University language departments fear they cannot survive survive the impact of green paper proposals to make languages optional from age 14.
Thousands of teenagers are expected to drop language classes, according to a survey from the Association of Language Learning, which found that some schools are to make foreign languages optional from September.
The moves, recommended in the government's 14-19 green paper, will be the final straw for university courses already struggling with declining numbers.
"Some schools with an excellent record in language teaching are finding year groups for next year reduced from 300 to eight," said Hilary Footitt of the University Council of Modern Languages.
She said a generation of language students would be lost to higher education if the moves continue, despite efforts to compensate by increasing language provision in primary schools.
"The calendar proposed by the green paper would, in effect, mean a delay of some eight years between languages being dropped as compulsory at 14, and the first primary-taught young people getting to secondary school.
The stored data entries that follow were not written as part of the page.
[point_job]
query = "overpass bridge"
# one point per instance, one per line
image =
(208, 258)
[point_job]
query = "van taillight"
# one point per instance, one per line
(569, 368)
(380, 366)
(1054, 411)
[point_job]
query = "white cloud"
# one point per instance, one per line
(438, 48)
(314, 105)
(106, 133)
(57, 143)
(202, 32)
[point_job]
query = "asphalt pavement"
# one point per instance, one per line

That 'lost generation' would mean the death-knell for several language departments."
A UCML survey found that 73 per cent of universities have already cut one or more languages courses, 93 per cent had major staffing changes since 1999, and less than 30 per cent held any discussion of national needs before taking these decisions.
David Head, chair of the standing conference of heads of modern languages in universities, said: "No one seems to have made the link between GCSE study and post-GCSE study. We need a thorough review of the language curriculum right through to 18."
The Nuffield Foundation has condemned the government's proposals as "catastrophic".